Although it may somewhat depend on an individual's stressors and level of stress tolerance, there are some careers in different fields that tend to be more stressful than others. These jobs may be stressful due to goals that must be met, life-or-death situations and other factors. Here we discuss a handful of stressful jobs that had a median salary greater than the median for all occupations, which the U.S. Bureau of Labor Statistics (BLS) calculated to be $37,040 in 2016.

Job Title Median Salary (2016)* Job Growth (2016-2026)*
Physicians and Surgeons Equal to or greater than $208,000 15%
Top Executives $103,950 8%
Police and Detectives $61,600 7%
High School Teachers $58,030 8%
Wholesale and Manufacturing Sales Representatives $60,530 6%

Source: *U.S. Bureau of Labor Statistics

Career Information for Stressful Jobs that Pay Well

Physicians and Surgeons

A career as a physician or surgeon may be stressful as they usually work in a fast-paced environment and may have to make life-or-death medical decisions while treating patients. However, these professionals get paid very well to diagnose and treat a wide range of illnesses and injuries as the BLS reported a median salary for physicians and surgeons of equal to or greater than $208,000 in 2016. They must explain the diagnosis and treatment options to their patients, answer any questions the patient may have and then begin individualized treatment plans that may include medication or surgery. Physicians and surgeons must complete 4 years of medical school after undergraduate study, as well as a 3- to 7-year residency, depending on their specialty.

Top Executives

The BLS reported that top executives made a median salary of $103,950 in 2016. Professionals at this level may experience high levels of stress while overseeing the operational activities of various organizations. They have a lot of responsibility as they develop goals and strategies for the organization, supervise financial activities and find areas for improvements. They also negotiate contracts, appoint managers and monitor performance indicators for the organization. Top executives typically need at least a bachelor's degree and some work experience.

Police and Detectives

Police and detectives may be called to work in very stressful situations as they respond to emergency calls or investigate various crimes. They made a median salary of $61,600 in 2016, according to the BLS, as they served the public in various ways. Police officers patrol areas, enforce laws, arrest suspects and testify in court as needed, while detectives interview witnesses or suspects, collect evidence and may participate in raids. Police and detectives need a high school diploma or college degree, and usually need to be 21 years old, a U.S. citizen and complete on-the-job training.

High School Teachers

Dealing with teenagers and their parents as a high school teacher can be stressful at times, but these professionals recorded a median salary of $58,030 in 2016, per the BLS. These teachers usually teach students in the 9th through 12th grades in various subjects, which requires the teachers to create a curriculum and assignments that reflect state standards. High school teachers also communicate with parents about a student's progress, monitor students, enforce rules and work with students to improve their abilities. They need at least a bachelor's degree and must have a state license or certification to work in a public school.

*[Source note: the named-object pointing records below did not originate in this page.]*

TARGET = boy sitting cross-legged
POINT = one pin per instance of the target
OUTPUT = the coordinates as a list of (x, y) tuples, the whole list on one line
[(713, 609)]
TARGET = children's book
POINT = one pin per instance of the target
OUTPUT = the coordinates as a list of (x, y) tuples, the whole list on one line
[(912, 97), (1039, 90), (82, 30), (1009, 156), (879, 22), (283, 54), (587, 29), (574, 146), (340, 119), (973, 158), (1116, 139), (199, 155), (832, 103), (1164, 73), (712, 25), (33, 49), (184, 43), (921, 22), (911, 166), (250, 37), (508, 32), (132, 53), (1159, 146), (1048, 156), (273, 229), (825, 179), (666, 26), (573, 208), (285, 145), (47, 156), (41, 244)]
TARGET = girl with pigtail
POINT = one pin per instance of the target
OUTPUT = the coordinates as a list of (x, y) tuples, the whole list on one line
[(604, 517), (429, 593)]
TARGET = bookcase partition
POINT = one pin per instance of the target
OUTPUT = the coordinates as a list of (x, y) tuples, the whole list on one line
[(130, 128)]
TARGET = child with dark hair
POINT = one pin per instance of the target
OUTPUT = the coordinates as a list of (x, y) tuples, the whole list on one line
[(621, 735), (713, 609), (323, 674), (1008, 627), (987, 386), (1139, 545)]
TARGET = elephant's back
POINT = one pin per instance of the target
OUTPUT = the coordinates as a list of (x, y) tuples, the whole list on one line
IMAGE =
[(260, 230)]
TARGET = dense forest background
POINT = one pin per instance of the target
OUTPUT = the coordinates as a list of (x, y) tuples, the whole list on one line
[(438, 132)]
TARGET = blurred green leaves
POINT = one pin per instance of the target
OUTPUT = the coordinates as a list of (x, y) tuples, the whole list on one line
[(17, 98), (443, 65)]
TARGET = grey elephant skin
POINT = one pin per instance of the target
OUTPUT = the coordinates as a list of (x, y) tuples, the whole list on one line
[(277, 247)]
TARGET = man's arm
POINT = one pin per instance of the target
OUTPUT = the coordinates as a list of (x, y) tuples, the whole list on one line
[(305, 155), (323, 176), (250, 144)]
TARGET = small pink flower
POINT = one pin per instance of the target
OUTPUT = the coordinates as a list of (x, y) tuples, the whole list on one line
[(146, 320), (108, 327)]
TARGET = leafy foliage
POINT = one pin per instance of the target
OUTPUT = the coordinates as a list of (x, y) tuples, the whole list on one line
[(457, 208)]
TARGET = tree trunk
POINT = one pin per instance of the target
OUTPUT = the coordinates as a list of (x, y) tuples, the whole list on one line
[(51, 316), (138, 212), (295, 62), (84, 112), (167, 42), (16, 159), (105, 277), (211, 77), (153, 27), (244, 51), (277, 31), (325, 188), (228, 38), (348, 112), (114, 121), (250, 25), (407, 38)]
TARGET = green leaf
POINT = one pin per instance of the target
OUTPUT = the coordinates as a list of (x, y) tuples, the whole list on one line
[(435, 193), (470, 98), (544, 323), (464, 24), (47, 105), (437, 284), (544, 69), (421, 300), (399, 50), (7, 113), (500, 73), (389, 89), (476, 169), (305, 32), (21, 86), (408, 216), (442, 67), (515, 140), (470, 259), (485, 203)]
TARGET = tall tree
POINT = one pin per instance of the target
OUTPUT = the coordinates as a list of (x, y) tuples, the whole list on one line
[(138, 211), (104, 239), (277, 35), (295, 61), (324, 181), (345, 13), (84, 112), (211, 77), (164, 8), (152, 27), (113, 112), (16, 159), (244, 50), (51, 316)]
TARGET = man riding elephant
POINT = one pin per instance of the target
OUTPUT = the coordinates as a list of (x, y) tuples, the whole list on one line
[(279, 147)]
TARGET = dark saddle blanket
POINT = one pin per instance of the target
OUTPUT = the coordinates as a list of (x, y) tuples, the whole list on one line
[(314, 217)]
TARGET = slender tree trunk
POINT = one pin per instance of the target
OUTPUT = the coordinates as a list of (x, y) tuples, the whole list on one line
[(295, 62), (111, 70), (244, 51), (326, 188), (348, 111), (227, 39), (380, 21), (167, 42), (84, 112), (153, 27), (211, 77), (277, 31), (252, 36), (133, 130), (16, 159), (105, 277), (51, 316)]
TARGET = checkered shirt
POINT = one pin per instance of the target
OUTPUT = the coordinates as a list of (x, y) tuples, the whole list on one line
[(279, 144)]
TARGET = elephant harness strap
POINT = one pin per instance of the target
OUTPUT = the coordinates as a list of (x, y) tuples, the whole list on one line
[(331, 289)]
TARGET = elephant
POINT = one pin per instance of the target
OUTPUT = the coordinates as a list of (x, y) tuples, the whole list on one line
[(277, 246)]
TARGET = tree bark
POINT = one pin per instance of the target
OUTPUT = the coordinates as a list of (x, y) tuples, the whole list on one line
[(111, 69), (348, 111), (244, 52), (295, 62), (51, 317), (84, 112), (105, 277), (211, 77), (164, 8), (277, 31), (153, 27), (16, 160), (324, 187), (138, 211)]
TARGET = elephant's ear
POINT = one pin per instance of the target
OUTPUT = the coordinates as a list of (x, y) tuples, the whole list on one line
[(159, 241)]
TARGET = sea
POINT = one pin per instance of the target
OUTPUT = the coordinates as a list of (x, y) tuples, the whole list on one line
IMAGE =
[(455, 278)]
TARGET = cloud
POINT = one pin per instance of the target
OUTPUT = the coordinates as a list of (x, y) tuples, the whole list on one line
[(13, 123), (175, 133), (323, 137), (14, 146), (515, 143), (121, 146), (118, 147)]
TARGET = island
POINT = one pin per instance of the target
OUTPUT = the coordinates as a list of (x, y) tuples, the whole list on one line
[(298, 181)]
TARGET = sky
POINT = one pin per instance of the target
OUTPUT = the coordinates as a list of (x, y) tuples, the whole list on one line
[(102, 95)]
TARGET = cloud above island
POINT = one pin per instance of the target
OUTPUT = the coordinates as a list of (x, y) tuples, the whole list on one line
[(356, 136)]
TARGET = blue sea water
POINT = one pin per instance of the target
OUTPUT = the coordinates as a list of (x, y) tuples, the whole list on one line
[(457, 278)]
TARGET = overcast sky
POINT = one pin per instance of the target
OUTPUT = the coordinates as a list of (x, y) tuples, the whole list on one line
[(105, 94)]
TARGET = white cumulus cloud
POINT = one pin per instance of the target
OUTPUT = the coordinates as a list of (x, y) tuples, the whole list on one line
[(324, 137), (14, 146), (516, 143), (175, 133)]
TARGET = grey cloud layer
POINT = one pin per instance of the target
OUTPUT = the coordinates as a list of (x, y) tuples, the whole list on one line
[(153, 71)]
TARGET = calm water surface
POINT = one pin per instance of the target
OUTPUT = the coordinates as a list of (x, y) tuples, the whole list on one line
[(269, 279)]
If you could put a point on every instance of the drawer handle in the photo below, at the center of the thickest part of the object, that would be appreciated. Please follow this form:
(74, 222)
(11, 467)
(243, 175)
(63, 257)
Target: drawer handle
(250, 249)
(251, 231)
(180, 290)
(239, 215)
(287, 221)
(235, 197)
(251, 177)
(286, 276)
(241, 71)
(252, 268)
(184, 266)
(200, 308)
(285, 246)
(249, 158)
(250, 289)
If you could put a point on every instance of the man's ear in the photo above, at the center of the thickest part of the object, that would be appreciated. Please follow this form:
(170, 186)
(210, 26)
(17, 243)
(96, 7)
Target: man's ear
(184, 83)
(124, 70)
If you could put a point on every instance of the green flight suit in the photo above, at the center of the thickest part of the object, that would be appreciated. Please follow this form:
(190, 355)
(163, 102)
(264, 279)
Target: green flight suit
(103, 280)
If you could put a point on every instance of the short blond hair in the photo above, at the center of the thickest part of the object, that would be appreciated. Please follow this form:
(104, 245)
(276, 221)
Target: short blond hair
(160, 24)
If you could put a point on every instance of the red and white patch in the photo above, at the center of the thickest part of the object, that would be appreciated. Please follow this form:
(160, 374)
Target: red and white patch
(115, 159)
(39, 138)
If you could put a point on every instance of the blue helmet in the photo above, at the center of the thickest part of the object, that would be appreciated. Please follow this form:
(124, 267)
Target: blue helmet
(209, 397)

Wholesale and Manufacturing Sales Representatives

Wholesale and manufacturing sales representatives made a median salary of $60,530 in 2016, per the BLS, but their income may be directly affected by how much product they sell, which can be stressful. These sales representatives must find new customers, reach out to these customers and typically travel to meet with customers to better understand their needs and find the best product to meet those needs. Once they have answered any questions the customer may have, these sales representatives can negotiate prices and prepare contracts. Some of these professionals may need a bachelor's degree to sell technical or scientific products, while others only need a high school diploma.